By contrast with the brilliant eighteenth century, the prevailing view in the literature is that Bordeaux in the nineteenth and twentieth centuries was a declining port. Nonetheless, most of the city's merchants never abandoned hopes of maintaining an international scope for their port, despite a new economic environment which appeared unfavourable to their interests. That is why it is useful to survey the international involvement of the port and its capacity to adapt to major maritime revolutions over two centuries. In this study we will focus on some aspects of the evolution of the harbour, such as the structure and features of Bordeaux's trade; the pattern of investments and their influence on the growth of trade; the logistic development of the port and connections with the hinterland; the relationship between foreign trade and industrial or business cycles; and links with France's constricting colonial empire.

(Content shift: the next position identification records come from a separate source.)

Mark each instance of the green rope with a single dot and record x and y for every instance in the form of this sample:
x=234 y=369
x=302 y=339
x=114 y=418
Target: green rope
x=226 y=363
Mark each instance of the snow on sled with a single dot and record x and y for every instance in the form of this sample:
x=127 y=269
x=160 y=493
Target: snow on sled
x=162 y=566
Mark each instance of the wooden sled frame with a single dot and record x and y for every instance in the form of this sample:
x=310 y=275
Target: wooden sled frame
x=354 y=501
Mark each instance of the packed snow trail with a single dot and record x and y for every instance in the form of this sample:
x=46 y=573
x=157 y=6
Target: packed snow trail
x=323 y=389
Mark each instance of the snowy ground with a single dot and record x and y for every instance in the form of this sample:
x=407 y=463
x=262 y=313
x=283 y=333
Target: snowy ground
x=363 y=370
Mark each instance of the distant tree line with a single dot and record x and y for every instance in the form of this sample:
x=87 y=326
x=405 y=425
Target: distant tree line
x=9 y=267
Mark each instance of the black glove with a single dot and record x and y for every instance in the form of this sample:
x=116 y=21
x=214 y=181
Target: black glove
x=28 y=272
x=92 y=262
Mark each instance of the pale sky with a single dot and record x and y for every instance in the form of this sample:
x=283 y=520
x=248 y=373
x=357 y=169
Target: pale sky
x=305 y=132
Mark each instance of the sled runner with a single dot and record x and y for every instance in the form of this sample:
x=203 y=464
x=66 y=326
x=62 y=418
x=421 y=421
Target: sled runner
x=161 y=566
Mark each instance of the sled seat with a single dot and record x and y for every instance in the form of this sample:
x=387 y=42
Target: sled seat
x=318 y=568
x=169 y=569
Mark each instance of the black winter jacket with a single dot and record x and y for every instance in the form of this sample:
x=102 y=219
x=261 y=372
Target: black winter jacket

We also intend to place the port within an international and national framework of production, transport and logistics and examine how this affected Bordeaux's competitive position. After the Napoleonic wars, the nineteenth century was marked by a lengthy effort to re-establish trade links using traditional expertise and local comparative advantages. Despite an increasingly peripheral location in the twentieth century, the port tried to maintain its role as an international entrepot, especially in passenger traffic, and strengthened its colonial ties until the 1960s. In the last three decades of the century the port had to adjust to radically different national and international commercial climates.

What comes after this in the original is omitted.